Mistakenly got off at the “nearest” station to our Airbnb and trekked through the suburbs of Kyoto… Arrived at our destination, and found there is a train stop behind the apartment… FAIL!
Japan was nonetheless tricky to maneuver at times. There are a lot of local trains and transfers involved, so ask for directions if you are even the slightest bit unsure!
But enough about me being lost in Kyoto, today’s post is on…
Fushimi Inari-taisha, a Japanese Shinto shrine (not Buddhist) dedicated to Inari kami. Who is Inari and what is kami you ask? A kami is the spirit in Shinto religion, and Inari is the kami (spirit) of fertility, rice, sake, tea and foxes.
We arrived very close to golden hour, so I couldn’t really see the screen on my camera… (The only real problem I have with the Canon g7x? No viewfinder, boo!) I apologize for the oddly out of center image! I was likely focusing on the torii gate and not the main shrine…

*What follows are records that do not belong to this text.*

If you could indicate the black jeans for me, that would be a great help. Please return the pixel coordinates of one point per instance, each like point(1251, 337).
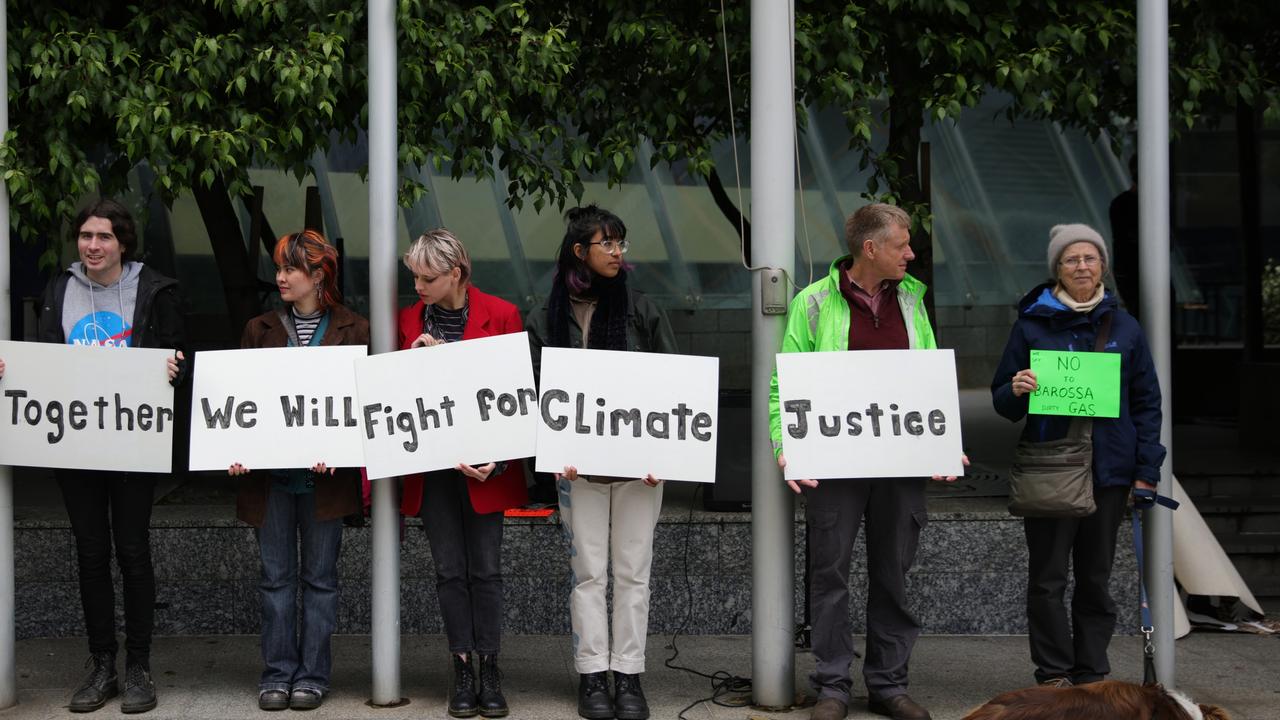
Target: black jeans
point(1073, 647)
point(467, 552)
point(105, 509)
point(895, 514)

One of the very few “normal” photos I have with Kevin from the trip. Super “forced” smile on my end because it was super hot and I was exhausted by this point. Never underestimate humidity!

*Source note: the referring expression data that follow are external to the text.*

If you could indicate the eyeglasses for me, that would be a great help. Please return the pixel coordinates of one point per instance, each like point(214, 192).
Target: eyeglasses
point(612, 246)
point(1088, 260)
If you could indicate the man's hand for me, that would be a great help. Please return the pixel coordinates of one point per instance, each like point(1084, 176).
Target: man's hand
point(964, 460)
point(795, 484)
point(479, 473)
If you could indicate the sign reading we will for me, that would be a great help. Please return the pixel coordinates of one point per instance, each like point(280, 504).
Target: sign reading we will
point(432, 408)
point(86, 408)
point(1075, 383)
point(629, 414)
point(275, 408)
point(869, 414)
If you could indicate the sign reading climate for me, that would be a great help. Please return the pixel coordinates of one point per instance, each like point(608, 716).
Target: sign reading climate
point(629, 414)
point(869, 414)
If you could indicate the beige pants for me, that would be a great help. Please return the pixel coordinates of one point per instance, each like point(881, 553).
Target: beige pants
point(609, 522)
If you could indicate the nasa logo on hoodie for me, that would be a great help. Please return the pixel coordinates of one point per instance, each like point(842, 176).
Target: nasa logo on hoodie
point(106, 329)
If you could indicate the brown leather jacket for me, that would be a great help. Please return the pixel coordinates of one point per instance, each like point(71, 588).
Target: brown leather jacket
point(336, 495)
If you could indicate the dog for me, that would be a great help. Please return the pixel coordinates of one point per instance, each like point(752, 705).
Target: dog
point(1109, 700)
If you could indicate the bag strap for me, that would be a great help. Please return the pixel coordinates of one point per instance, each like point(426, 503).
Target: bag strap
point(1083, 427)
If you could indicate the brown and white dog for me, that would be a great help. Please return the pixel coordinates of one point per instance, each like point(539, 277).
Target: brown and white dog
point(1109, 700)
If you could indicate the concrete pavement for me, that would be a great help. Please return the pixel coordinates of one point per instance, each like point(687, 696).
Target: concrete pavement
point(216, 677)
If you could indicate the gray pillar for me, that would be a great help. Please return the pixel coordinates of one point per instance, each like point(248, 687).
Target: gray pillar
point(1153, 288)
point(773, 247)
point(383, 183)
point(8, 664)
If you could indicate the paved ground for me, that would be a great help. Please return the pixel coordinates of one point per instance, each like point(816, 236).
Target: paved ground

One of the two foxes (kitsune) at the entrance of the shrine. Inari is the kami of foxes, so shrines dedicated to Inari will likely have foxes at the main entrance.
Kitsune is seen as Inari’s messenger, so many will bring the fox offerings. An example of a famous offering? Inari sushi, which is cleverly shaped to have two ears like a fox. If you don’t know what I’m talking about, google it! (You won’t regret it!)
Hundreds of wishes written on miniature torii gates can be found throughout the shrine.
Messages written on fox shaped charms were also quite popular (and adorable).
I grew a little impatient waiting for everyone to take their pictures… I did however find this trail that led me slightly above the torii gates, so I snapped some shots of the exterior.
Obligatory selfie post! Why take a photo inside the walkway, when you can take a photo from above… (This is how impatient I am haha!)
Not really sure what this was supposed to be… I did all my research before traveling to Japan, but this left me stumped! (HAHAHA get it?! Okay, no more lame puns… )
And finally… a nearly empty photo of the famous torii gates found at Fushimi Inari-taisha. I believe there are an estimated 10,000 torii gates found at this shrine. Another fun fact? Each torii gate is actually a donation from a Japanese business in hopes of good fortune.
Another gorgeous scene as we made our way back down. I’m convinced that everything in Japan looks better (trees included)! Unfortunately we did not make it to the top of the trail and back. (I was told this takes a few hours, so come prepared!)
Takoyaki purchased from a street cart outside of the shrine. What is this you may ask? Well takoyaki is a wheat-flour snack filled with chopped up octopus. It is then topped with mayonnaise and bonita (fish) flakes. I would recommend steering clear of this snack if you are not a fan of seafood/octopus!
On a side note, takoyaki can be found all over Japan (not just Kyoto) and is probably one of the most common street foods. I know it sounds a little strange, but it’s actually quite yummy!
Best way to end a post? Ice cream! This was a scoop of taro ice cream topped with silken tofu soft serve. I will admit that I cringed at the idea of tofu soft serve at first, but the texture turned out to be creamy and perfect. I guess you should never judge a book by its cover, or in this case its name.
Thanks for checking in loves. To be continued soon!